IMF SDN: A Banking Union for the Euro Area


4 replies on “IMF SDN: A Banking Union for the Euro Area”

I understand why the idea of a banking union is gaining some momentum but I don’t see how the current system of money creation/destruction can be stable.

We’re told a union ”would narrow gaps in the design of the monetary union, enhance confidence, and strengthen the basis for financial stability, sound credit”

First, bearing in mind that money comes from bank loans, is created with an even higher debt and ‘deleted’ again as the debts are settled how can this system possibly provide the basis for financial stability?

Second, the idea of ‘sound credit’ seems like it might provide more stability. However, banks can only create the principal of each loan and they have to expect the principal plus interest back. As a result what’s in circulation is the principal, or partial principal or every recent loan. What’s owed back is the principal plus interest. It’s inevitable that people will default on this system and this is the case even is banks created credit only for those with the highest credit rating. Even ‘sound credit’ can’t provide stability to this system.

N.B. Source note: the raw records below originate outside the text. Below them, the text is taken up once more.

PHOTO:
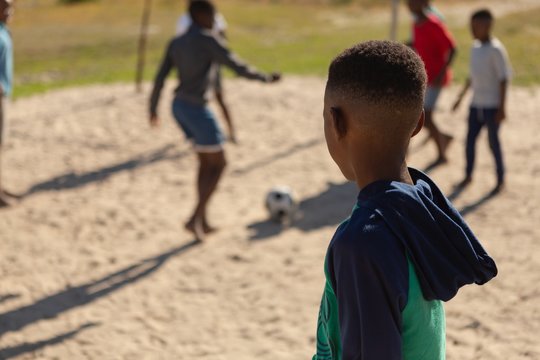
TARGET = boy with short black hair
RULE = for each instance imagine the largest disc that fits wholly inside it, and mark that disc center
(437, 48)
(196, 56)
(404, 249)
(490, 72)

The word ‘patient’ is mentioned a lot, as in, ‘As a patient, deep-pocket investor, the ESM etc….’

If our government were to apply this banking union method to the resolution now of the 2008-12 banking crisis phase in Ireland, ‘patience’ would be to the fore. There would be no excessively rapid sell-off of government shares in
the ‘viable’ banks, rather a patient wait until shares were at the ‘net gain’ point, where gains on shares held in the viable banks would offset, or substantially offset, losses in AngloNationwide.